On Thursday, cannabis investors rushed to the exits, selling the shares of firms with U.S. exposure, such as Aphria Inc., whose stock dropped 14 per cent. The company, which is based in Leamington, Ont., has stakes in licensed producers that serve the medical markets in Arizona and Florida, two states that have eased restrictions on cannabis.

The future of its stock listing on the TSX has also been in doubt.

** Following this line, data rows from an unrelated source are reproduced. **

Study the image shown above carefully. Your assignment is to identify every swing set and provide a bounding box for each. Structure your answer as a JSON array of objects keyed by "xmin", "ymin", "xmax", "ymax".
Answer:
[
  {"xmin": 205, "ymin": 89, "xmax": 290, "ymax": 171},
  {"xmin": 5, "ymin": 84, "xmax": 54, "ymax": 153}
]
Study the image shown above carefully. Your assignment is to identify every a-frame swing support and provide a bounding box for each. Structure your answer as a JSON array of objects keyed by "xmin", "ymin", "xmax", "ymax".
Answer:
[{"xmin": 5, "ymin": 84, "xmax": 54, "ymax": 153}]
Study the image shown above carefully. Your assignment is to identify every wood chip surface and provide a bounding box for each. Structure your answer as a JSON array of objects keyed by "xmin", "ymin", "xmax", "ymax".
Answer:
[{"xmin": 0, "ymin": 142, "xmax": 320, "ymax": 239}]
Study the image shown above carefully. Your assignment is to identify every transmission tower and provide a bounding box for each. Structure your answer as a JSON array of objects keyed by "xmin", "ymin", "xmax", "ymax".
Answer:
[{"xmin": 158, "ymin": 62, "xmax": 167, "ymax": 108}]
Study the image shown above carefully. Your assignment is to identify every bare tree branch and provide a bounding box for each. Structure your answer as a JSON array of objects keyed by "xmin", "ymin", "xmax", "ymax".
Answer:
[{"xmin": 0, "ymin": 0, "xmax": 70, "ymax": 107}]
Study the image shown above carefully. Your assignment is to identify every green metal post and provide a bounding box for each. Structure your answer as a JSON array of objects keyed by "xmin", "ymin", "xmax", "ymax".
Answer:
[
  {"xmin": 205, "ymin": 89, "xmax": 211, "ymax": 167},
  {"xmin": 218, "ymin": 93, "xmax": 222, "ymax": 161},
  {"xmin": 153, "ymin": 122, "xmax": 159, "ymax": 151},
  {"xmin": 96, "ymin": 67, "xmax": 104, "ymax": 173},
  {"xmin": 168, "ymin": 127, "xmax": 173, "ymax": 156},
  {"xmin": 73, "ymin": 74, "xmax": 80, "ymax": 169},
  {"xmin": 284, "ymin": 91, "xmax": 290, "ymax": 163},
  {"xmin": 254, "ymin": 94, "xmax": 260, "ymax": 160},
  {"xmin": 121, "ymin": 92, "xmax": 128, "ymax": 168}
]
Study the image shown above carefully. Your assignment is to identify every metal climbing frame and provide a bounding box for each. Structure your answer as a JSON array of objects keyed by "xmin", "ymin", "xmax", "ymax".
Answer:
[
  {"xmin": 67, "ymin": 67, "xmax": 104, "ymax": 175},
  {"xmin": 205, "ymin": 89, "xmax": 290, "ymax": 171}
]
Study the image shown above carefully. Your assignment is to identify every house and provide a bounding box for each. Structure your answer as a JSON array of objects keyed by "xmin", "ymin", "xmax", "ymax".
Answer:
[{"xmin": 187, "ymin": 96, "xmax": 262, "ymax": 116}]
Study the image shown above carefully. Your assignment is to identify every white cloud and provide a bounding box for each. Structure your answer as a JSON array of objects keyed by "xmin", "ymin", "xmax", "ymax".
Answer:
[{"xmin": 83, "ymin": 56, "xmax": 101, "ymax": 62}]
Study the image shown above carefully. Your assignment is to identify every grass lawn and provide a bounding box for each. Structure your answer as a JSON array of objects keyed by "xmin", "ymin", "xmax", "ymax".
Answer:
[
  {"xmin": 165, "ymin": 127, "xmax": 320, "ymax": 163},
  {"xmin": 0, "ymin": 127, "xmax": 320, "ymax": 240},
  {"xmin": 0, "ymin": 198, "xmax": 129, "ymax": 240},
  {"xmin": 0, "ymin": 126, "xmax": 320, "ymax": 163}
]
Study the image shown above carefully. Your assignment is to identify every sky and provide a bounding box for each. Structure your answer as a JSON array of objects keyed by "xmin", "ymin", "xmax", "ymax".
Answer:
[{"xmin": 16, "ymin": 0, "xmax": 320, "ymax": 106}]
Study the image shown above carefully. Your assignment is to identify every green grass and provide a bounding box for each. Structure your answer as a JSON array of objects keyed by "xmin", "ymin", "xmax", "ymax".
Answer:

In October, the TSX said that any firm violating U.S. federal drug law is breaching its listings policies and could be delisted, even if is following the rules of a U.S. state.

The equities of three of the four largest marijuana producers in Canada by market capitalization – Canopy Growth Corp., Aurora Cannabis Inc., and MedReleaf Corp. – tanked on Thursday even though these companies say they don't do any business in the United States.

Shares of Canopy, Aurora and MedReleaf fell 10 per cent, 8 per cent and 9 per cent, respectively.

In the long term, companies without U.S. investments say this confusion south of the border is actually good for their business.

"This is likely to be good for leading Canadian companies in the sector," said Cam Battley, an executive vice-president at Aurora.

"It will continue to drive U.S. investors to Canada. And we will not be bumping into U.S. competitors" both in Canada and overseas, he added. Aurora is among several Canadian players that are expanding into new countries, such as Germany, Australia and Denmark.